Dry for wet is a film technique in which smoke, colored filters, and/or lighting effects are used to simulate a character being underwater while filming on a dry stage. Fans and slow motion can be used to make hair or clothing appear to float in the current. In recent years, it has become possible to digitally add rising bubbles in post-production, heightening the realism.

==History==
The technique was pioneered by Georges Méliès who would use a painted backdrop to suggest an underwater environment. By the mid-20th century, it had become a reliable technique that was used extensively in productions like 20,000 Leagues Under the Sea and Voyage to the Bottom of the Sea.

==Examples==
- The underwater scenes featuring the monster in the original Godzilla (with this footage reused in the Americanization that followed two years later) were filmed with a full aquarium between the camera and Haruo Nakajima, the actor playing Godzilla.
- Guillermo Del Toro's 2017 film The Shape of Water uses this technique throughout, the first instance being the introduction sequence of the film.
- The technique is in use in the final scene of The Lord of the Rings: The Fellowship of the Ring when Sam sinks into the River Anduin.
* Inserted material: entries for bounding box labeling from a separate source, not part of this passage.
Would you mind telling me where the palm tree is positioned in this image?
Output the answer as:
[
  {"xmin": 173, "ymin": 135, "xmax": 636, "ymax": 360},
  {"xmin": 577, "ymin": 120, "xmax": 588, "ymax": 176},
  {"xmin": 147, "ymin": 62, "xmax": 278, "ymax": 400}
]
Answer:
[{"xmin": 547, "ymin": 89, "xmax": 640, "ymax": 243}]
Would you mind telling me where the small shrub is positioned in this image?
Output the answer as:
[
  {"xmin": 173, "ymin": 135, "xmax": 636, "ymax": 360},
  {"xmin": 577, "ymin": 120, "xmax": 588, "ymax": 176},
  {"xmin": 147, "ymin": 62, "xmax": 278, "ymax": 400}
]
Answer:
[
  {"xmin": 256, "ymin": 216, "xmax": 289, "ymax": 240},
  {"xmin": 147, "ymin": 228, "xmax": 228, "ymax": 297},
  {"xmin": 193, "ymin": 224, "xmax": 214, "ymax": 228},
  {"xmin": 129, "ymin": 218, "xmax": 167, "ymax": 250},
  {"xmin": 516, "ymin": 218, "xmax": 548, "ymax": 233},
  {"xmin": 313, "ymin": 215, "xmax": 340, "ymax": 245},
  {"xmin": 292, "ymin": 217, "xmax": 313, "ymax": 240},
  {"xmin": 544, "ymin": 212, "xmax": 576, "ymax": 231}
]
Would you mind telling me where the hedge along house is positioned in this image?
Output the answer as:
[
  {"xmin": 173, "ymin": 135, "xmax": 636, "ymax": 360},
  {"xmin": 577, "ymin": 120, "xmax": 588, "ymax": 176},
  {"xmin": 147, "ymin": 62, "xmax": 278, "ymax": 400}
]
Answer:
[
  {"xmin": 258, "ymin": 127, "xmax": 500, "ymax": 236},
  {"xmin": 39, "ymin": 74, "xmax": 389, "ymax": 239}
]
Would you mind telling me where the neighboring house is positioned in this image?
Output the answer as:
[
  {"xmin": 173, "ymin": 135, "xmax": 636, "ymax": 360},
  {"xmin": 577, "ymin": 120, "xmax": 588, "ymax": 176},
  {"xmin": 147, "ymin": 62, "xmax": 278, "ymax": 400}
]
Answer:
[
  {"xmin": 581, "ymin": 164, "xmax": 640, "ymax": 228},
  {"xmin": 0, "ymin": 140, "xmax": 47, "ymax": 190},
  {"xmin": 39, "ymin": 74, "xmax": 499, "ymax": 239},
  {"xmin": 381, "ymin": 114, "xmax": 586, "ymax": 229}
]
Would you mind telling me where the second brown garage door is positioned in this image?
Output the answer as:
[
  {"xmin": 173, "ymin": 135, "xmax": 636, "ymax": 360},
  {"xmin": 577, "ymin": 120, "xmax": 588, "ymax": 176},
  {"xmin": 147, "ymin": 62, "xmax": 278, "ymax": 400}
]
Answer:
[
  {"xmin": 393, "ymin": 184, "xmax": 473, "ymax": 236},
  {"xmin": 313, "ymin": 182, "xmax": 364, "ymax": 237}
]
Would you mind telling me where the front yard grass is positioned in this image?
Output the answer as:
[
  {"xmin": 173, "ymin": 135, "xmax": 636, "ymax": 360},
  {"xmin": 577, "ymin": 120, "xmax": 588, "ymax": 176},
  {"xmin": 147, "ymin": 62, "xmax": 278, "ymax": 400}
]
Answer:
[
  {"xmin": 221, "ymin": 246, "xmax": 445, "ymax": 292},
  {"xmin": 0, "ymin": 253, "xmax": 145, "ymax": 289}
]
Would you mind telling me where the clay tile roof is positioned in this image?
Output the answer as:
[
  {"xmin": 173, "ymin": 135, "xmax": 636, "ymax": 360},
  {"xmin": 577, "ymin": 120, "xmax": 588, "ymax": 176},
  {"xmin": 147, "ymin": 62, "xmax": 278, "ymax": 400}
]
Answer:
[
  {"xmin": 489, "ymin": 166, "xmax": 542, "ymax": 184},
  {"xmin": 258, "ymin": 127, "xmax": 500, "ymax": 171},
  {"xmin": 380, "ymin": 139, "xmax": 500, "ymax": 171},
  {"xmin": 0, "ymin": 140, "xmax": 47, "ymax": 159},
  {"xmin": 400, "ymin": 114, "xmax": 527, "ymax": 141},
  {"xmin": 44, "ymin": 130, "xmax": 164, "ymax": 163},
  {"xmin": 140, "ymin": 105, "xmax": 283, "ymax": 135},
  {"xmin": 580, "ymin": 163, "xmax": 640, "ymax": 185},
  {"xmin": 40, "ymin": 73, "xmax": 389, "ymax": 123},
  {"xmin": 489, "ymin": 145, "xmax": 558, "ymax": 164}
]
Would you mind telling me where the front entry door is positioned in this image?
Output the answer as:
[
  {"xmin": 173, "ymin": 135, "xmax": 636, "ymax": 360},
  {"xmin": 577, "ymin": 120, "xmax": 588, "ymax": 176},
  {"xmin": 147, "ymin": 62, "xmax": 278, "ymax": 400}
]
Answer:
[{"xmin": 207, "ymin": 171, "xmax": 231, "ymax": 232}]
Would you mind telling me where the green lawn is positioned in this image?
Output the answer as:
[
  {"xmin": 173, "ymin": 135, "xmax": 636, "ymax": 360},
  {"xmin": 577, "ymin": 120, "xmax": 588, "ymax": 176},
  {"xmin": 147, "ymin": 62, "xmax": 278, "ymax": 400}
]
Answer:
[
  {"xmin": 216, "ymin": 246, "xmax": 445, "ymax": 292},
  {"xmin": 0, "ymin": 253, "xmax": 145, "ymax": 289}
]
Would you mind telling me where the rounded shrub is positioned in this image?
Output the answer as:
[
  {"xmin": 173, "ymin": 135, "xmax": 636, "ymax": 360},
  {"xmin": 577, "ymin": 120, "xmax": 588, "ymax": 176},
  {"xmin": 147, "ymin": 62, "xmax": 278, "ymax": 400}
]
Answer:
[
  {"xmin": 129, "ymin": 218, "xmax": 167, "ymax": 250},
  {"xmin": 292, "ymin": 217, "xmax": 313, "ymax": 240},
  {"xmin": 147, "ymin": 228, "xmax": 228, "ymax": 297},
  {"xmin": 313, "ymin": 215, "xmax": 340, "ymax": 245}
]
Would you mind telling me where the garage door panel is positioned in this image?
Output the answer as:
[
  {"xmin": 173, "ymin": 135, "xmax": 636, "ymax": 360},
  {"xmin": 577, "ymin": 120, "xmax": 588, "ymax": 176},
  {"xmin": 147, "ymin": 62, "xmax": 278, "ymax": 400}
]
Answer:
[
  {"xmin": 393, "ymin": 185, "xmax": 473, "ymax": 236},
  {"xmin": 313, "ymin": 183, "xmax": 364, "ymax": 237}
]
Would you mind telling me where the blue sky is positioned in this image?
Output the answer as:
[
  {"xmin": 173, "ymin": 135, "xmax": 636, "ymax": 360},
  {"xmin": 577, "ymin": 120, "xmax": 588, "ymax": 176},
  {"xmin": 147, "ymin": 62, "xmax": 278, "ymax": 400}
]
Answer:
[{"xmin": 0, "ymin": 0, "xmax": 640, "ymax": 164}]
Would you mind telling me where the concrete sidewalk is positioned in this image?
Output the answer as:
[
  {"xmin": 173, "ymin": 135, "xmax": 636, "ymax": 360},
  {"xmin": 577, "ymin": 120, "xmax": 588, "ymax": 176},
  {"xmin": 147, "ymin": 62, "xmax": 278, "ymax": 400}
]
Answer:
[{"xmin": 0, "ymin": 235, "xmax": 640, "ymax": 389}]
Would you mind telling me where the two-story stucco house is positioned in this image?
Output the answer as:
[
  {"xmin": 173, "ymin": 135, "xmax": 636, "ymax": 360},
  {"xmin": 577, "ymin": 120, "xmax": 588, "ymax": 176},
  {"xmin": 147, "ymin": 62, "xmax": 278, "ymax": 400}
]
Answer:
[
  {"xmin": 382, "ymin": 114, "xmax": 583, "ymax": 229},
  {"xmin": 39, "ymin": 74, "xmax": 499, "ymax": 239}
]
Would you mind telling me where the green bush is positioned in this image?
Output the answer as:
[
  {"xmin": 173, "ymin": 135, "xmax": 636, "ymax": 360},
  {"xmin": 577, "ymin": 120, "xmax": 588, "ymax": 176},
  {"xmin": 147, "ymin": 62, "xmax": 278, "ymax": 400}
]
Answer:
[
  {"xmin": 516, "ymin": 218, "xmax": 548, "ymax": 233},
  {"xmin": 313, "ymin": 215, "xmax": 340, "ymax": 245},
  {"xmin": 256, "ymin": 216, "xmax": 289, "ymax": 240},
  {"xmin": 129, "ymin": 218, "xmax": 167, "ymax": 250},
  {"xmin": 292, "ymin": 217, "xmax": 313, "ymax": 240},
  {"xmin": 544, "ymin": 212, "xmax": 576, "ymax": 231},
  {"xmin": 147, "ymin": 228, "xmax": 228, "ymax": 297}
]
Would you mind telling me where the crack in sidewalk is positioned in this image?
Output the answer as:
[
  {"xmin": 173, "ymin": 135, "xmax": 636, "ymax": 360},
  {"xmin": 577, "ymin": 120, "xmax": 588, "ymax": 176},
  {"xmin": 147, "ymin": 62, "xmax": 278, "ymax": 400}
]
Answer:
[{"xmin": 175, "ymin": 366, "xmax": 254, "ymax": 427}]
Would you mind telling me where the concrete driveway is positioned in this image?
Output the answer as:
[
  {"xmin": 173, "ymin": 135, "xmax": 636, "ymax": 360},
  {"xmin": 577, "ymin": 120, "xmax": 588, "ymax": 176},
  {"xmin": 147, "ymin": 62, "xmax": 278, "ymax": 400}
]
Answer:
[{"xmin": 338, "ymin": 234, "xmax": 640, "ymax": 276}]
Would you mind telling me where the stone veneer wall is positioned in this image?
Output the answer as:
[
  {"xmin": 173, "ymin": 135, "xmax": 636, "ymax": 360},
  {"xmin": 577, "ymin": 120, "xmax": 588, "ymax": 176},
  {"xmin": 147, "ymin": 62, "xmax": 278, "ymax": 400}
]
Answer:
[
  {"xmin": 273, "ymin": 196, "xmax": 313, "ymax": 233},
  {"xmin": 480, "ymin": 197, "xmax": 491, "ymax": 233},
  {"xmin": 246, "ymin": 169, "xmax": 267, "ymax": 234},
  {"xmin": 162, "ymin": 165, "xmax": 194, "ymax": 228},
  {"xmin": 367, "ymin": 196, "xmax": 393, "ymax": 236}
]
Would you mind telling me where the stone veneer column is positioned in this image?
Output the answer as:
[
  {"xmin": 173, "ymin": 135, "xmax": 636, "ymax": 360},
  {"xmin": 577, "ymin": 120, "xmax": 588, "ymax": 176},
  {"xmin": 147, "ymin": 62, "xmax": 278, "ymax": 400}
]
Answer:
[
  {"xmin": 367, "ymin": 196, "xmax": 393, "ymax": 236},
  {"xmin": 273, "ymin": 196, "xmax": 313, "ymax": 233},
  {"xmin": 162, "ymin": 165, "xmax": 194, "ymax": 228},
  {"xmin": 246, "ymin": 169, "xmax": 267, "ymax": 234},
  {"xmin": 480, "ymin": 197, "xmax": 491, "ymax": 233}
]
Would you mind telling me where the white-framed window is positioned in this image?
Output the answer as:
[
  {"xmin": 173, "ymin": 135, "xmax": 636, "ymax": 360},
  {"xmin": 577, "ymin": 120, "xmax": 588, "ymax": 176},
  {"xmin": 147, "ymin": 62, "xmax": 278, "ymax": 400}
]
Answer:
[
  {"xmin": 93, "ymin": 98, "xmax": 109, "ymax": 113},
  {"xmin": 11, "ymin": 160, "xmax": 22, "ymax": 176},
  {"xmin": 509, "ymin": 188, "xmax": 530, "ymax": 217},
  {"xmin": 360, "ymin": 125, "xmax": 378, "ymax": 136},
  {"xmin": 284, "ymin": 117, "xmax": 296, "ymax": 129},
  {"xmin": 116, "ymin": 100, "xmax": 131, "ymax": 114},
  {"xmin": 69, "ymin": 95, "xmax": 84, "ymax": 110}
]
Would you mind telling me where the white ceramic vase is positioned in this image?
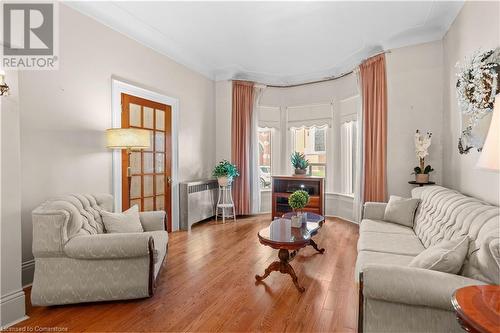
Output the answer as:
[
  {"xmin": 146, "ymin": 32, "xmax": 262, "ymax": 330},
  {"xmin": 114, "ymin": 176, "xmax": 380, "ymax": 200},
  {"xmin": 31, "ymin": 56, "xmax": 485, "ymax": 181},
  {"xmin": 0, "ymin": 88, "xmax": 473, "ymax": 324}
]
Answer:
[
  {"xmin": 415, "ymin": 173, "xmax": 429, "ymax": 184},
  {"xmin": 217, "ymin": 176, "xmax": 233, "ymax": 187}
]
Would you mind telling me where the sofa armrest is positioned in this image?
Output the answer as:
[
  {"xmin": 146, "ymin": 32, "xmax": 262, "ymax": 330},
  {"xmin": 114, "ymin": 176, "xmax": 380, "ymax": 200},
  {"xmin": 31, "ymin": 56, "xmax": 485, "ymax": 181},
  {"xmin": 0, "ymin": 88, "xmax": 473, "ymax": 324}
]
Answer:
[
  {"xmin": 363, "ymin": 202, "xmax": 387, "ymax": 220},
  {"xmin": 32, "ymin": 209, "xmax": 70, "ymax": 258},
  {"xmin": 139, "ymin": 210, "xmax": 167, "ymax": 231},
  {"xmin": 362, "ymin": 265, "xmax": 486, "ymax": 310},
  {"xmin": 64, "ymin": 233, "xmax": 154, "ymax": 259}
]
It is also used in The Lord of the Rings: The Two Towers when Frodo falls into the Dead Marshes.
- In the underwater scooter scene in Lara Croft Tomb Raider: The Cradle of Life.
- In A.I. Artificial Intelligence the technique was used for the scenes with the submerged attractions at Coney Island.
- Many underwater scenes in For Your Eyes Only were shot this way due to a medical condition actress Carole Bouquet suffered that precluded her from doing any underwater stunt work.
- The exterior shots of the submerged Red October in the film The Hunt for Red October were also achieved using this technique, with a model hung by wires that could be tilted and turned in three dimensions.
- Tony Scott hoped to film Crimson Tide underwater but ended up relying on dry-for-wet for everything except torpedoes firing.
- James Cameron used the technique in Titanic to match the footage he had personally shot at the wreckage site with the submarine models that appear in the film.
- The technique was used in many underwater scenes in The Spirit.
- Much of the model (and occasional puppet) work for Stingray TV series was done using the technique (Stingray was a submarine, so many shots showed it underwater). Many scenes were filmed through a narrow fish tank containing small fish that would appear swimming in front of the model; bubbles could also be created in the tank to complete the illusion with no post-production effort required.
- Aquaman relied heavily on this technique. Industrial Light & Magic updated their HairCraft software specifically to look like the actors were underwater.